Operations

This guide covers the main production tasks for kassette: inspecting runs, debugging failures, forking runs, and cleaning up old journals.

Agent observability

kassette is designed so an agent can inspect a run directly. The agent reads the journal and can answer:

What already happened?
Where did the run suspend or fail?
Where can I safely fork?

The bundled skill

The repo ships an agent skill at skills/kassette/SKILL.md. Use it as the operational guide for agents working with kassette. It covers storage discovery, journal basics, jq patterns, status interpretation, suspend/resume debugging, and safe forking. Use the skill together with the CLI. In practice, agents are the main expected users of the CLI.

The CLI

@usekassette/cli ships a kassette command that works uniformly against both file: and s3:// urls.

kassette --storage <url> <verb> [args]

--storage accepts the same URL formats the workflow API uses through LocalStorage and RemoteStorage:

Scheme	Form	Backend
`file:`	`file:<path>` (relative or absolute)	`LocalStorage`
`s3://`	`s3://<bucket>[/<prefix>]`	`RemoteStorage` via `@usekassette/s3`

@usekassette/s3 is optional. Install it alongside @usekassette/cli if you want to use s3:// urls.

The CLI has four verbs:

Verb	Form	Output
`list`	`list [--limit N]`	One `{"runId":"..."}` per line
`status`	`status <runId>`	One `RunStatus` JSON object
`dump`	`dump <runId> [--offset N]`	Journal entries as JSONL, one per line
`fork`	`fork <srcRunId> (--from-offset N \| --from-step <id>) [--new-run-id <id>]`	One `{"runId":"<new>"}`

fork is the only verb that writes anything. It will create a new run, but never modifies the source run. You must pass exactly one fork point:

--from-offset N
--from-step <id>

--from-step cuts at the offset of the first step entry with that stepId.

# Inspect storage
kassette --storage file:.kassette list                       # one runId per line
kassette --storage file:.kassette status <runId>             # JSON status object
kassette --storage file:.kassette dump <runId>               # JSONL journal entries
kassette --storage file:.kassette dump <runId> --offset 7    # entries from offset 7

# Fork
kassette --storage file:.kassette fork <runId> --from-offset 7
kassette --storage s3://bucket fork <runId> --from-step llm#3

Reading a journal with jq

kassette dump emits JSONL, so you can pipe it into jq:

# Step sequence with offsets
kassette --storage file:.kassette dump <runId> | jq '{offset, type, stepId}'

# Just step results
kassette --storage file:.kassette dump <runId> | jq 'select(.type == "step") | {stepId, result}'

# Count entries by type
kassette --storage file:.kassette dump <runId> | jq -r .type | sort | uniq -c

# Session boundaries (each `start` is a new session)
kassette --storage file:.kassette dump <runId> | jq 'select(.type == "start") | {offset, session}'

For programmatic access, use storage.readAll(runId). It returns every journal entry with its offset:

const storage = new LocalStorage('.kassette');
const entries = await storage.readAll('run-abc');

for (const entry of entries) {
  if (entry.type === 'step') {
    console.log(`${entry.stepId} → ${JSON.stringify(entry.result)}`);
  }
}

runStatus(entries) transforms the journal into a single status object. See Reference for the shape.

Interpreting run status

kassette status <runId> reads the journal and returns one status object. A run has one of five states.

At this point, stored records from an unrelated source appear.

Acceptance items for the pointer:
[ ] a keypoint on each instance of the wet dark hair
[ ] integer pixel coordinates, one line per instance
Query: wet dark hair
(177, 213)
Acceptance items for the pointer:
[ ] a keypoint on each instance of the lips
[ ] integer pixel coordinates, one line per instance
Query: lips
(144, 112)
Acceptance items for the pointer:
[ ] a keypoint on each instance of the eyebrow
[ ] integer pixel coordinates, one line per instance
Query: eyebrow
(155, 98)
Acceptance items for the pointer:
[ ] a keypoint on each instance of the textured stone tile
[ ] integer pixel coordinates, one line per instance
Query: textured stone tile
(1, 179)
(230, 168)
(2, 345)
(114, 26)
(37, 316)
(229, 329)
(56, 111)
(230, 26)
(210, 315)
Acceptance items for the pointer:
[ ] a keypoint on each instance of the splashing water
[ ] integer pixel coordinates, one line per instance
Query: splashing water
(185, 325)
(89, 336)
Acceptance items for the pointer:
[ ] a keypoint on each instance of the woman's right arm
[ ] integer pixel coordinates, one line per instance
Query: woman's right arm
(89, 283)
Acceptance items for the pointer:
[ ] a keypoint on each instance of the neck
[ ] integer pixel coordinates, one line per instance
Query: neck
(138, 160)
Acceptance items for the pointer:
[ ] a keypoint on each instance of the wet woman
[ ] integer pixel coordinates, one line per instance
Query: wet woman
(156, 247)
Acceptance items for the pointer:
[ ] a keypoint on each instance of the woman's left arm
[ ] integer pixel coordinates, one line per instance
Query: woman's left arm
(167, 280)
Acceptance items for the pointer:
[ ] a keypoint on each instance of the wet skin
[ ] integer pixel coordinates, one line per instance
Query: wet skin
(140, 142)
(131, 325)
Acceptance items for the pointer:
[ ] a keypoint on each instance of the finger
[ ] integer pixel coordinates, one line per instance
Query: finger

Apply these rules in order:

If the last entry is complete, the run is completed. The previous step entry’s result is usually the agent’s final output.
If the last entry is error, the run is failed. Read message, name, stack, and the last step entry before the error.
If the last entry is cancel, the run is cancelled. If reason is "suspend_timeout_expired", the suspend deadline passed before resume() was called.
Otherwise, walk backward through the journal and skip start entries. If the first non-start entry is suspend, the run is suspended. waitingFor tells you which event must arrive before the run can continue. Skipping start matters because a crash during resume can write a start entry after the suspend; that does not change the run’s state.
Otherwise, the run is unsettled. It may be running, crashed, abandoned, or empty. The journal alone cannot tell the difference. Use an out-of-band liveness signal if you need to know.

Debugging a stuck run

A stuck run is a run that should have finished but has not.

Run kassette status <runId>.
If the run is suspended, check why the resume event has not arrived. The journal shows thewaitingFor event name. Trace that event through your webhook handler, queue consumer, scheduler, or dispatcher.
If the run is unsettled and no process is active, the process probably crashed before writing a terminal entry. Call start() again with the same run ID. kassette will open a new session, replay the journal, and continue from the first unfinished step.
If the run is unsettled and a process is active, wait or inspect that process. With LocalStorage, a .lock file with a live PID means a session is running. A lock with a dead PID will be reclaimed by the next process.
If the run is failed or cancelled, it is terminal. Read the journal for the reason. To try again, fork from before the failure or start a fresh run.

Debugging a failed run

An error entry includes message, name, and stack.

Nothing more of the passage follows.